We stayed at Hotel Atitlan in Panajachel, which is one of the best places to stay if you’re travelling with kids. It’s easy to reach, has amazing lake views and a great swimming pool overlooking the lake. I would recommend eating outside the hotel, however, and there are plenty of places to choose from in Panajachel.

Xela
One option from Lake Atitlan is to travel to Xela, a mountain town set at an altitude of almost 2,500 metres. It’s less popular with tourists but only because they haven’t quite discovered it yet! If you have time during your 10 day Guatemala itinerary then it’s worth stopping here if you can.
The official name of Guatemala’s second largest city is Quetzaltenango but locals call it Xela in reference to its’ ancient Mayan name of Xelajú. It’s a vibrant town that has largely resisted outsider influence, maintaining its own customs and traditions.
The drive up to the Guatemala highlands involves a lot of climbing and breathtaking views over Lake Atitlan as you drive out of Panajachel. Once you’re away from the lake the drive takes in some of the country’s prettiest scenery with views over emerald green mountains and volcanoes.
This post has lots more suggestions on things to do in Xela.

Semuc Champey
If you really want to get off the beaten track – and you have two weeks in Guatemala or more – then plan to visit Semuc Champey, a nature reserve and beautiful limestone phenomenon that sits deep within the forested mountains of Alta Verapaz.
The name translates as “where the river hides under the stones” in K’iche Mayan reflects the six stepped natural pools that were formed by collapsing rocks from the surrounding hills. The Cahabón River runs below this natural limestone formation and the turquoise pools have become a popular swimming spot. The areas is also peppered with caves, waterfalls and beautiful views (take the easy hike to El Mirador trail for the best views).

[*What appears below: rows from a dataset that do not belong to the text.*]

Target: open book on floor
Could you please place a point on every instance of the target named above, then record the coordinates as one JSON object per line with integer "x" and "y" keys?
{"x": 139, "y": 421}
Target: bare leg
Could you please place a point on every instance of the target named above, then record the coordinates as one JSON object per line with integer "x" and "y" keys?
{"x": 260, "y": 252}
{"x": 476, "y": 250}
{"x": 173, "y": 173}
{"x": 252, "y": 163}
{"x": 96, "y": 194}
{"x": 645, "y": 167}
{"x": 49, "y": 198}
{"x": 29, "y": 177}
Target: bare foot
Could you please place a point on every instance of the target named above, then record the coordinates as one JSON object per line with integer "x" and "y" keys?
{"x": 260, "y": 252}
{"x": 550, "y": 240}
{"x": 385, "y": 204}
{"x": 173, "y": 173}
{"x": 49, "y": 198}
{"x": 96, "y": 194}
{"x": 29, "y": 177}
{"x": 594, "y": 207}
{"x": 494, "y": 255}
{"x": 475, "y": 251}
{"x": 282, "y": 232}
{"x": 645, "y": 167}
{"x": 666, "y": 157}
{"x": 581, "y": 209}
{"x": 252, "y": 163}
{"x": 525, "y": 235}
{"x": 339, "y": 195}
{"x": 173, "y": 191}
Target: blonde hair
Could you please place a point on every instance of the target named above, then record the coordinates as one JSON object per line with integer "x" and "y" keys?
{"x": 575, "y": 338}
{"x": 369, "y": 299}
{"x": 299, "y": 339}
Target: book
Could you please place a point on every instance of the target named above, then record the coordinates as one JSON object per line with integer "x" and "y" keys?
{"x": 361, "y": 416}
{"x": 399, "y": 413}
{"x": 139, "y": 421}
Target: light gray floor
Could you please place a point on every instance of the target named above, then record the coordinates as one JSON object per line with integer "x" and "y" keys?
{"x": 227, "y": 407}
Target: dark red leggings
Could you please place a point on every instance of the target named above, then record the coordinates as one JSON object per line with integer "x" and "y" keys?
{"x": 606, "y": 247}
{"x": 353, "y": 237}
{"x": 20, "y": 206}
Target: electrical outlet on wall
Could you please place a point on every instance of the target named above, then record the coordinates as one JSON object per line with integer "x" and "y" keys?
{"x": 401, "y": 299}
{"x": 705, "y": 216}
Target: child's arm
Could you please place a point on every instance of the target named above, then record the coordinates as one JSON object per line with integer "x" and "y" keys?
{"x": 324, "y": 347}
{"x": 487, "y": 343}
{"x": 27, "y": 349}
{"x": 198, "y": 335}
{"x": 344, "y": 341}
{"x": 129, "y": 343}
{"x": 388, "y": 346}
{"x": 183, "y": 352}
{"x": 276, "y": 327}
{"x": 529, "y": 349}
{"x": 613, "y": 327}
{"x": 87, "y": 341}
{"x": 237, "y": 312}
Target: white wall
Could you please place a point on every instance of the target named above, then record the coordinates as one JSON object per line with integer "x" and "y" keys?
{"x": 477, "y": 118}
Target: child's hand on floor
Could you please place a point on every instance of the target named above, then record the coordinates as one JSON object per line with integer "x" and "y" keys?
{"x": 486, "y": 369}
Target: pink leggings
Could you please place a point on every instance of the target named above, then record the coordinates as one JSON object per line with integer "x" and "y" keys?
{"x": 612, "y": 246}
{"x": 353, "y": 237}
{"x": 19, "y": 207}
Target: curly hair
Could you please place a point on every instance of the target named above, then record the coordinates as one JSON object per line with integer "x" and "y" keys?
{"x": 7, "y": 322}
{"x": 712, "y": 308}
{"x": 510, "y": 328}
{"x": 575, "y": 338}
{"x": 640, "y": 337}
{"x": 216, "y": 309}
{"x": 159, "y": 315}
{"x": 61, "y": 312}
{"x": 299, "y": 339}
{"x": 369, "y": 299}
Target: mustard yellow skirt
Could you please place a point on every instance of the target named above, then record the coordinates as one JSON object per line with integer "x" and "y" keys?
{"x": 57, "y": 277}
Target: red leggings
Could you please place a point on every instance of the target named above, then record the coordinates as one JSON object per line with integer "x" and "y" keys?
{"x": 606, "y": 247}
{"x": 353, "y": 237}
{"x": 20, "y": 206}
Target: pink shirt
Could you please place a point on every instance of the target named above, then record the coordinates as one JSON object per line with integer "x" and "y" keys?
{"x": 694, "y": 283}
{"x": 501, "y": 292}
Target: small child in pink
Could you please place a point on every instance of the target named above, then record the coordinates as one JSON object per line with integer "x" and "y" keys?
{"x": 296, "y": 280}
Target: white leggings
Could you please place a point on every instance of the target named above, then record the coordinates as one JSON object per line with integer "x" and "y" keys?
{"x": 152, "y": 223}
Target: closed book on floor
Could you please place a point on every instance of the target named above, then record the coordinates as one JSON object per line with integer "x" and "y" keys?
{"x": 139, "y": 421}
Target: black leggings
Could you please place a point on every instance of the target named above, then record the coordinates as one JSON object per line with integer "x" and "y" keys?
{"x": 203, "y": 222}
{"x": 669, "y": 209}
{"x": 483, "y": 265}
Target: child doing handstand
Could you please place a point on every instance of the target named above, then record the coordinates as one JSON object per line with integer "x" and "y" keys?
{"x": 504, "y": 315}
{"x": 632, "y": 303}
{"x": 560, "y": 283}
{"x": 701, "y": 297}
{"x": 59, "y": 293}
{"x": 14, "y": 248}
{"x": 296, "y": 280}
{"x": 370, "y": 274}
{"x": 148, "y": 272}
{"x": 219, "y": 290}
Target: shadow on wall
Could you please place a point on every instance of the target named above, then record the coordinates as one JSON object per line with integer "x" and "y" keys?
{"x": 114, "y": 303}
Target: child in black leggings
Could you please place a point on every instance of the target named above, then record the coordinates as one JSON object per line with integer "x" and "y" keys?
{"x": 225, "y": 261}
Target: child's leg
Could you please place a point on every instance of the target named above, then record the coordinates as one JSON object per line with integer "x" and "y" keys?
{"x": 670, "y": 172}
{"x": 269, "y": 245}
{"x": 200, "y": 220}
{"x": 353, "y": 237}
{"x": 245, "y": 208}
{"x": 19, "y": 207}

Located near the small Mayan village of Lanquin, it’s a three hour drive from the nearest major town of Coban (a good idea is to visit on a guided tour from here). It’s not easy to get to – which means the visitor numbers are far fewer than they could be – but it’s well worth a visit if you have time.
There is no entry fee to enter Semuc Champey although tips are encouraged by the local community who look after the site.

Tikal Ruins
If you only have time to visit one destination in Guatemala make sure it’s Tikal. Hidden deep in dense jungle to the north of the country, the ancient Mayan ruins of Tikal are simply extraordinary. A visit to this mysterious site is one of the best things that you can do in Guatemala.

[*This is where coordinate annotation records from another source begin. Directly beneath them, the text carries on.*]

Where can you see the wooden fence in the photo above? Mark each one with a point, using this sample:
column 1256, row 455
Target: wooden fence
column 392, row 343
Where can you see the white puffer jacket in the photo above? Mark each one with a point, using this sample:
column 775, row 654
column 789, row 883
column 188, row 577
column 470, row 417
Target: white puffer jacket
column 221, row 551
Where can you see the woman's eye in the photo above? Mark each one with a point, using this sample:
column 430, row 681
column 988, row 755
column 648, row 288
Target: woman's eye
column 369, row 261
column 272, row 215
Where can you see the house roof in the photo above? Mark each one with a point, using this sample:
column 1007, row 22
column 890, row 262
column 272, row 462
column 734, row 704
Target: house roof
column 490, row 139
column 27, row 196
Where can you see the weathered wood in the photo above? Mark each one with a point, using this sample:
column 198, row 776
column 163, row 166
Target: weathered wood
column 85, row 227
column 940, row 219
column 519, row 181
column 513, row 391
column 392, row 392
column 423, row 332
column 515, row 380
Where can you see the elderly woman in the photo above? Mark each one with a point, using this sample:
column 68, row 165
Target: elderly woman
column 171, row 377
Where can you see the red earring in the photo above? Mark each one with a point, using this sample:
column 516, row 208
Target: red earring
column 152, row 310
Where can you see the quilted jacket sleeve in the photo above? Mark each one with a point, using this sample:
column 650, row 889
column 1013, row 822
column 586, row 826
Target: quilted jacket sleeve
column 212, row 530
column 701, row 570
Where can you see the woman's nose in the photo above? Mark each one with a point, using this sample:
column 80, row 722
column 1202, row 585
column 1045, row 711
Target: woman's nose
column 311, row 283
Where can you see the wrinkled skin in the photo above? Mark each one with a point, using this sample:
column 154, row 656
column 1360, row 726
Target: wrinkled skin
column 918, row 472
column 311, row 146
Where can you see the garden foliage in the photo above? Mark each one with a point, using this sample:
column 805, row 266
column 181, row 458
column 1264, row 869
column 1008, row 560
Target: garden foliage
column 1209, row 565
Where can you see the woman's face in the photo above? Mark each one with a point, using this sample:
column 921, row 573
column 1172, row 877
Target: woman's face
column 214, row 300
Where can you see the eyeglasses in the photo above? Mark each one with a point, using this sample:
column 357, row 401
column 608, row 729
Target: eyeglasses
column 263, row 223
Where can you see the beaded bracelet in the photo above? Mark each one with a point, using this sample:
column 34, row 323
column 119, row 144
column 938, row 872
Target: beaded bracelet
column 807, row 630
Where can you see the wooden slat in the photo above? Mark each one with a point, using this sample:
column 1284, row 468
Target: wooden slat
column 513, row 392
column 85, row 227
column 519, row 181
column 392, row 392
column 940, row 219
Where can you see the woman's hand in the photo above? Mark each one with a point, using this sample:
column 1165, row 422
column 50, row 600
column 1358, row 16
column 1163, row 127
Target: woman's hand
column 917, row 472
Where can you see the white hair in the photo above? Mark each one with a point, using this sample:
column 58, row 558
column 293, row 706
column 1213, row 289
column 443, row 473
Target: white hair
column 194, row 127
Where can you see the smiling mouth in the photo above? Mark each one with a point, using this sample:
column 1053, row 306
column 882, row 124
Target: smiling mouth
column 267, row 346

Imposing pyramid structures pierce the jungle canopy where Howler monkeys scramble and Technicolor birds roost. The Tikal ruins cover a huge area, made all the more mysterious by the fact that only 20% of the 3,000-4,000 buildings hidden within the dense foliage have been uncovered.
Time your visit for early morning before the park gets busy or late in the afternoon and allow yourself plenty of time to explore.

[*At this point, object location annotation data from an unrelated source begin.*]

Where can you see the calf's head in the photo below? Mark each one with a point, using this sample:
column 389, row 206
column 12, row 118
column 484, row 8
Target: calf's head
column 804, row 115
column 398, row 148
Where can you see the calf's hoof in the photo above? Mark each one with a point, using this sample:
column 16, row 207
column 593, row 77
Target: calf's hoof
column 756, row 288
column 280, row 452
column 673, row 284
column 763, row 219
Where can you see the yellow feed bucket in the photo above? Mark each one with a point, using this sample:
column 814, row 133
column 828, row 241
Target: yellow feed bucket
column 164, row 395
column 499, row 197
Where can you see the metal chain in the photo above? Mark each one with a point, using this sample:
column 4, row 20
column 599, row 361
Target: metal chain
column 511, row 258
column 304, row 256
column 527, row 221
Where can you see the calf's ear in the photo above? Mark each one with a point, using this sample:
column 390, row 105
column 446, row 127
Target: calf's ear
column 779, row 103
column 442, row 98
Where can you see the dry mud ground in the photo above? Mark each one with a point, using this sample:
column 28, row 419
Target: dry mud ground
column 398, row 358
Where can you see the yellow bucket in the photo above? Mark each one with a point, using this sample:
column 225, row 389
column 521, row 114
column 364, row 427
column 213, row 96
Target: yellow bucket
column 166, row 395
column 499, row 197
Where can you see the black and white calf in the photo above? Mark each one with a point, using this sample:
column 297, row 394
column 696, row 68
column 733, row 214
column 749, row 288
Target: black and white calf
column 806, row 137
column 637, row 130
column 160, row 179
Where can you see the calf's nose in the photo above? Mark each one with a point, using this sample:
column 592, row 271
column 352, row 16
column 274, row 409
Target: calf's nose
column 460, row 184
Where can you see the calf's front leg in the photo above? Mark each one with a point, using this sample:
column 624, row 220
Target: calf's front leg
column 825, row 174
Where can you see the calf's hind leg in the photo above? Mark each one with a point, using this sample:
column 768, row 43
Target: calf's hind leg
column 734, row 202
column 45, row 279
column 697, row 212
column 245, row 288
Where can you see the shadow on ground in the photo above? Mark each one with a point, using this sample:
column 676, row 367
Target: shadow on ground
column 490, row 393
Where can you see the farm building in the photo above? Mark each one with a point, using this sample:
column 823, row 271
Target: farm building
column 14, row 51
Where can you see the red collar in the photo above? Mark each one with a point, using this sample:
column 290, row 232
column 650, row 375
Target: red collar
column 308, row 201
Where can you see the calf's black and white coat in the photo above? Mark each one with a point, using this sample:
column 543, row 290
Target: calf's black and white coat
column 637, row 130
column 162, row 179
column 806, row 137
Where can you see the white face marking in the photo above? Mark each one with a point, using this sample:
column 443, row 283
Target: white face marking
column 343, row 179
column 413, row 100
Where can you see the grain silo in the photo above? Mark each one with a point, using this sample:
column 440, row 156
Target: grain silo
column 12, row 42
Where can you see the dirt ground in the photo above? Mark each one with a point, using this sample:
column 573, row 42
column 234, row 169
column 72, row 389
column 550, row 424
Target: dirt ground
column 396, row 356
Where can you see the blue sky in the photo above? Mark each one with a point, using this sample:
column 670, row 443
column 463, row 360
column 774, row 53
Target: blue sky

If you’re feeling truly adventurous you can try and tackle the trip from Guatemala City to Flores, the gateway to Tikal, by car or bus. This route takes in some of the country’s most impressive scenery as well as plenty of off-the-beaten-path attractions that few visitors see. Alternatively, you can fly from Guatemala City to Flores, which is what we did.
It is well worth planning a visit to Tikal with a guide. We recommend Viator, who offer a number of excellent guided tours.
We stayed at the amazing La Lancha Lodge, part of the Coppola family luxury hotels. It’s a beautiful location and well worth the splurge!
The best time to visit Guatemala

Guatemala enjoys largely good weather year-round. The dry season (and high season) is November to April. If you visit during these months expect hotel prices to be higher. The rainy season runs from April to September and can see daily afternoon showers. Prices, however, are lower.
The shoulder months of October and November bring mild temperatures and clear days although you may still experience the odd shower or two.
National Holidays: Christmas, New Year and Easter are busy in Guatemala with hordes of people heading to Antigua in particular. Make sure to book accommodation well in advance if travelling during these periods.